The Conservatives now behave like one of Pavlov's dogs, pressing a paw down on the button marked 'vote of confidence' whenever it hears the bell signalling a disappointing polling result. Might it not make more sense for the party – particularly its MPs, who have the sole power to trigger a leadership election – to consider a few other factors rather than obsess about the short-term fluctuations of voters' opinions?
First, where is the stock-take of the Tories' 14 years in office? Has anyone even dared to suggest where things might have gone wrong, what actions and policies have earned them the disdain of the electorate which resulted in their humiliation last July?
Second, once such a stock-take has been completed and conclusions drawn, what should the party now be for? What is its aim? What kind of country does it want to shape, to lead? What are its priorities? And how should it deal with Reform? As far as can be seen so far, none of these questions has been answered, nor has any attempt been made to atone for the disastrous record of the 2010-2024 Government.
Third, who could replace Badenoch? It is not enough to moan about the success, or lack thereof, of the incumbent. Labour MPs did that, fruitlessly, in the last two years of Gordon Brown's premiership, but in the absence of someone willing to stand as an alternative, the 'rebellion' against him never stood a chance.
Where is the alternative to Badenoch and, more urgently, why does he believe he would do any better than she? What unique perspective would he bring to the leadership that Badenoch has set her face against? Where is the polling evidence that he (or, conceivably, she) would be significantly more popular and inspiring than what the party already has?
Such a candidate should have to demonstrate that another change in leadership in his favour would generate more than a mere handful of percentage points added to the Conservatives' current disastrous polling.
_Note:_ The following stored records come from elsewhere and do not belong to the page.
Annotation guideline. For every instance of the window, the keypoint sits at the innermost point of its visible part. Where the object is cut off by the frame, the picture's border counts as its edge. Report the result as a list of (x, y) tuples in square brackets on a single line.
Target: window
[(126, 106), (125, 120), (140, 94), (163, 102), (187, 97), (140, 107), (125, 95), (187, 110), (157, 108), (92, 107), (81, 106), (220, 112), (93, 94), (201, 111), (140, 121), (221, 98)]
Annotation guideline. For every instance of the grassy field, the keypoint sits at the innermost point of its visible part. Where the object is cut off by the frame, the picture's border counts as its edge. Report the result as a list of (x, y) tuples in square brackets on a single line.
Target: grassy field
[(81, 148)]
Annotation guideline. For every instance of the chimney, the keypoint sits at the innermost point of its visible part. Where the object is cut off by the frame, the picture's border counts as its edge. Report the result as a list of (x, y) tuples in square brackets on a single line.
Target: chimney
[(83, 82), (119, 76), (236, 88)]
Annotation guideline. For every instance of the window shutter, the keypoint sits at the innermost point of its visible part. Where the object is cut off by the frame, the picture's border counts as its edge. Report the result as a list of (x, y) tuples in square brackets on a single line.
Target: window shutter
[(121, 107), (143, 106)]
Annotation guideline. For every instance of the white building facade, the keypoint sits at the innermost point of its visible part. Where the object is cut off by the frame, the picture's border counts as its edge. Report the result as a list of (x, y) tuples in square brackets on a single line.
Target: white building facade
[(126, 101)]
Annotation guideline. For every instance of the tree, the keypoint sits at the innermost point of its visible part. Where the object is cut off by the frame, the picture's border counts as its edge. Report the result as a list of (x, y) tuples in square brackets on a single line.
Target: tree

But there is an alternative analysis: Badenoch, or indeed any potential leader, is not the problem. The problem is the party itself. Having become comfortable as the only centre-Right alternative to the Labour Party, the Tories fell into the old Harold Wilson trap of assuming that conservatism was whatever a Conservative government did.
Record immigration? Record high taxation? Unprecedented interference in individuals' lifestyle choices? The unleashing of gender ideology across the civil service and the public sector? By conventional assessment, none of it was 'conservative'. But it was certainly Conservative, because it all happened under that party's watch.
Was that record a giant, unintended mistake? Or was it all unavoidable, with ministers in Whitehall unable to escape their civil servants' influence? If the latter is the case, then perhaps the Tories are, after all, better consigned to history. They had a good run, they played an essential role in the political and societal development of this nation, but their time has come to an end.
If the former, if mistakes made can be admitted, apologised for and new policy solutions developed that will repair the damage, then maybe – and it's a huge maybe – the voters will one day give them another chance to make amends.
In which case, the replacement of Badenoch will make zero difference to the task the Conservatives have before them. Another leadership challenge, another vote by permanently disgruntled party members, will be seen, accurately, as just another spasm of self-interest, the indulgence of a party that has come to the end of its useful existence.